Laura O'Connell-Rapira agrees many young people feel disengaged from politics. But the 25-year-old says the solution isn't in joining them but in engaging them.
She's the campaign director for RockEnrol - an initiative designed to encourage young people to vote. She says Parliament is a mystery to many people her age; that it seems irrelevant and uncool.
And she says much of the blame falls on the politicians for failing to engage with topics which matter to young people.
So develops a frustrating cycle: young people don't vote because politicians aren't listening, and politicians don't listen because young people don't vote.
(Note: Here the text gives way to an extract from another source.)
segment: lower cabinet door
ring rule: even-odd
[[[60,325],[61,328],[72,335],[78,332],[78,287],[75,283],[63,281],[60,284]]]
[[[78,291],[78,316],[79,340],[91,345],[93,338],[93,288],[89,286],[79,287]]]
Both Labour and the Greens have, in recent weeks, been vocal about the need to refocus on the elusive "issues that matter". But it seems somewhat disingenuous given their complicity in the squabbling over donations which have dominated the past few months.
More likely they suspect it's not just young people growing tired of the bickering and are trying to be the first back to solid ground.
For her part, Ms O'Connell-Rapira is launching a vast marketing campaign to complement a host of festivals and parties nationwide. Her goal is to increase the youth turnout by 13 percent.
She's got just over two months to convince young people to throw off the covers, get out there and have their say.